Summary
Settlements follow separate $243 million verdict against Tesla in August
Trials for both cases were scheduled to start next month
Terms of the two settlements were not disclosed
Tesla (TSLA.O) has reached confidential deals to resolve two lawsuits over deaths in two separate California crashes in 2019 involving the companys Autopilot advanced-driver-assistance software, according to court documents.
The settlements come weeks after a Florida jury ordered Tesla to pay $243 million in compensatory and punitive damages to the victims of another fatal 2019 crash of a Model S that was equipped with Autopilot.
Tesla hired a trio of prominent new lawyers and asked a judge to find the verdict legally unjustified and throw out the case, or to order a new trial.
The electric-vehicle maker, which has settled several other cases involving its vehicles and self-driving technology, had rejected a $60 million settlement proposal for the Florida lawsuit, a filing showed last month.
The Florida verdict and the two settlements in California are significant as much of Teslas $1.4 trillion valuation hangs on CEO Elon Musks promise to rapidly expand its robotaxis and the full self-driving (FSD) software that underpins them. FSD is an advanced version of Autopilot.

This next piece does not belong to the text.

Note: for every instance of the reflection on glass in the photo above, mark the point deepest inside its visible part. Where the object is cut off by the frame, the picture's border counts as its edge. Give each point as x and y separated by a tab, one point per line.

One lawsuit, the settlement notice for which was filed on Tuesday, relates to the death of a 15-year-old boy who was traveling in Alameda County, California, with his father in a vehicle when it was rear-ended by a Tesla Model 3, which had Autopilot engaged, causing the victims vehicle to roll over and crash into the center barrier. The boy succumbed to his injuries from the collision.
The other case relates to the death in December 2019 of two people who were traveling through an intersection in Gardena, California
The settlement in the Gardena case is only with Tesla while the trial is set to continue against the driver of the Model S vehicle and some of the other defendants, according to the notice filed last week and seen by Reuters on Tuesday.
Neither notice disclosed the terms of the accords. They said that the dismissals of the lawsuits were conditioned on satisfactory completion of specified terms.
Trials for both the cases were scheduled to start next month - one in Alameda County Superior Court and the other in Los Angeles County Superior Court. A judge in the Alameda Superior Court vacated the scheduled trial on Tuesday, while Tesla and the plaintiffs agreed to withdraw their petitions in the Los Angeles trial, according to the court orders.